June 9, 2011 - 9:49AM
A former senior Fiji military commander is poised to arrive in Australia and launch a campaign to bring down his nation's "illegal and oppressive" government.
Lieutenant Colonel Ratu Tevita Mara, an ally-turned-foe of Fiji's controversial regime, fled to Tonga last month after being charged with plotting to overthrow the government, in power since a 2006 coup.
Once the right-hand man of the country's self-appointed prime minister Commodore Frank Bainimarama, Mara has spent recent weeks holed up in the Tongan capital Nuku'alofa issuing stinging accusations of greed and corruption at his former bosses.
Among the claims in videos posted to YouTube, Mara alleged the regime used violence against dissenters and had no plans to keep its promise to Canberra to hold democratic elections in 2014.
He revealed on Thursday that he would launch his regional campaign to end Fiji's military rule with a pro-democracy forum in Queanbeyan on Saturday.
Sanctions prevent Fijians connected to the regime from entering Australia, but Mara told AAP: "I expect to get in".
"I've put my application in and anticipate things will go smoothly," he said from Tonga.
"I'm there with a strong pro-democracy message so that should work in my favour."
He said he expected to spend two weeks in Australia "talking to government and working with pro-democracy groups to enact a plan to return freedom to my people."
"Hopefully I can get a consolidated front together to campaign for a quick return to democratic governance in Fiji."
His tour would take in many Pacific nations, New Zealand, and a trip to New York to lobby the United Nations.
"The message will have to go far and wide if we are going to stop these guys."
The forum was organised by the Fiji Democracy Freedom Movement, headed by Fiji's former Land Forces commander Colonel Jone Baledrokadroka, who defected to Australia after being dismissed by Bainimarama.
Baledrokadroka said the latest senior-ranking defection is another sign that the military regime is losing its grip on power.
He said initial regime promises to free the country of corruption, reform the problematic race-based electoral system and promote good governance had "come to nothing".
"Evidence mounts that Bainimarama and his cronies have used their time in office to enrich themselves," he said.
Instead of good governance, Bainimarama had presided over a period of economic stagnation, an antagonistic foreign diplomacy and heavy media censorship aimed at stifling domestic voices of dissent and sending qualified professionals overseas, Baledrokadroka said.
"Enough is enough.
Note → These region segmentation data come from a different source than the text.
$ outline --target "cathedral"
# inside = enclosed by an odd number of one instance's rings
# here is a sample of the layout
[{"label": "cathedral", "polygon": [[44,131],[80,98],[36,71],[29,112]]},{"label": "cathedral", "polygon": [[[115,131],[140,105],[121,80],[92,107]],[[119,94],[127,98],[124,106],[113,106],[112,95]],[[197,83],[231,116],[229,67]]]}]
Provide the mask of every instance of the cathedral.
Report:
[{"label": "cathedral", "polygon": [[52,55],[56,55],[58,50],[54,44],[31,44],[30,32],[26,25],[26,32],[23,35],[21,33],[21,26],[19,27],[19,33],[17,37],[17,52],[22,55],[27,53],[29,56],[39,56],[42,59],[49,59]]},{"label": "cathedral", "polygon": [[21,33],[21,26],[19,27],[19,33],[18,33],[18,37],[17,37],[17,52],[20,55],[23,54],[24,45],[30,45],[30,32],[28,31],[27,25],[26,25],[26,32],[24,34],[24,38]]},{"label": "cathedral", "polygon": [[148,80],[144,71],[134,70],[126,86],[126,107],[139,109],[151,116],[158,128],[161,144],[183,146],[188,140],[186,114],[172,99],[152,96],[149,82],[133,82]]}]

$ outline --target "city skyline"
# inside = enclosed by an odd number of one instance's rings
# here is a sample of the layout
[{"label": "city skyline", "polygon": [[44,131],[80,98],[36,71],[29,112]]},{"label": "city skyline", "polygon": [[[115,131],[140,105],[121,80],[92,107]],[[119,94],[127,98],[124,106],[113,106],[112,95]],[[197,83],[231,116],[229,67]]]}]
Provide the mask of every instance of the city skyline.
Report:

It is time for Fiji's military commander to hand over the reins of power."
The Fijian government declined to comment to international media on all matters related to Mara's escape.
However speaking to local websites, Bainimarama has dismissed the fugitive's claims of violence and corruption as the words of a "little kid who doesn't know what's happening".
He defended the four and a half years he has spent unelected in office, saying the process of reforming the electoral system, to allow for fairer elections, was "necessarily slow".
"I said elections will be held in 2014 so it's going to happen," he told FijiLive.